The most recent CPC regulation was adopted on July 20, 2017, by the King County Board of Health in Washington. King County Board of Health Approves New Rule for County’s Limited Service Pregnancy Centers, King County (July 20, 2017), http://www.co.king.wa.us/council/news/2017/July/07-20-RDB-BOH-LSPC.aspx. The rule requires limited service pregnancy centers to post a disclosure stating, “[t]his facility is not a health care facility.” Bob Young, Crisis Pregnancy Centers Must Post Disclaimers Stating ‘Not a Health Care Facility’ under King County Rule, Seattle Times (July 20, 2017), http://www.seattletimes.com/seattle-news/health/crisis-pregnancy-centers-must-post-disclaimers-stating-not-a-health-care-facility-under-county-rule/.
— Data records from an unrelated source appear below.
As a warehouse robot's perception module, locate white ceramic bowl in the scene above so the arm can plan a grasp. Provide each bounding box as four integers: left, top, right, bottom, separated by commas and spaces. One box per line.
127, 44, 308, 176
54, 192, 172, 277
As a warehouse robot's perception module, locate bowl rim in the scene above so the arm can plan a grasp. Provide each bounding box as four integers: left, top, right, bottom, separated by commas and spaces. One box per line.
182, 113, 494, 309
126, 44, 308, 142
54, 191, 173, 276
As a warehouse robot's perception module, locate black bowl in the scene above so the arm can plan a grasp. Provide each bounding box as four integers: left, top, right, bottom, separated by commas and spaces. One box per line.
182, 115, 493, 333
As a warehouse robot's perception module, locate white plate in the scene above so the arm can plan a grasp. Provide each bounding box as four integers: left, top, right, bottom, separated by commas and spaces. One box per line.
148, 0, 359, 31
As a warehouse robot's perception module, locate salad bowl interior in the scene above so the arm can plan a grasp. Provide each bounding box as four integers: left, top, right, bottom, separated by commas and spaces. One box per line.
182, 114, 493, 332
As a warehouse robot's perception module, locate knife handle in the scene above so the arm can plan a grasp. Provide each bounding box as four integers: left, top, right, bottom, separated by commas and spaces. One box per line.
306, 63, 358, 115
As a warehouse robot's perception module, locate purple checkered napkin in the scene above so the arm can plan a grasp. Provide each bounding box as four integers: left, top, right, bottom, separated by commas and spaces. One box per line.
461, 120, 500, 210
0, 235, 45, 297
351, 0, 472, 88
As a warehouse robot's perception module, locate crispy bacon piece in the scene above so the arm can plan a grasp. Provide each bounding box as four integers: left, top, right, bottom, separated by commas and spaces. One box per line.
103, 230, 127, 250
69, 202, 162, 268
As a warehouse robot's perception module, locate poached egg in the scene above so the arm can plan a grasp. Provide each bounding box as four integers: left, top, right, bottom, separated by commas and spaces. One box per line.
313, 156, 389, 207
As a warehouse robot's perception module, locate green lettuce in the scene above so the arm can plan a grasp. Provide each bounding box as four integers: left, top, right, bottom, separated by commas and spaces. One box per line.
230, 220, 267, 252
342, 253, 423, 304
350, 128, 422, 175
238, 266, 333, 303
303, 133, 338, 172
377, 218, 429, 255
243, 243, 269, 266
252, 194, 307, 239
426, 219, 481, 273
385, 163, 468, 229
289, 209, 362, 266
The Supreme Court may ultimately decline to grant certiorari, leaving the Ninth Circuit decision and the California regulations in place. If the court decides to take the case, the outcome could result in a victory for the reproductive health community. The desire to regulate CPCs is growing; current public awareness campaigns include the Lady Parts Justice League’s partnership with more than a dozen reproductive health organizations to expose CPC practices. See Claire Landsbaum, This Organization Is Going after Crisis Pregnancy Centers for Spreading Misinformation about Abortion, Cut (July 18, 2017, 4:36 PM), https://www.thecut.com/2017/07/organization-going-after-crisis-pregnancy-centers-fake-news-abortion-lady-parts-justice.html. Other states are likely to follow suit if the Supreme Court finds that states can regulate crisis pregnancy centers, evidenced by the recent enactment of CPC regulations. However, if the court holds that CPC regulations violate the First Amendment’s free speech or free exercise clauses, states will be forced to develop a different tactic to deter crisis pregnancy centers from engaging in deceptive practices.
* Jennifer Mahan is a second-year law student at the University of Baltimore School of Law, where she serves as a staff editor for Law Review, as well as a research assistant for Professor Margaret Johnson, and serves as the Co-President of If/When/How: Lawyering for Reproductive Justice. Jennifer currently serves as an extern for the National Abortion Federation.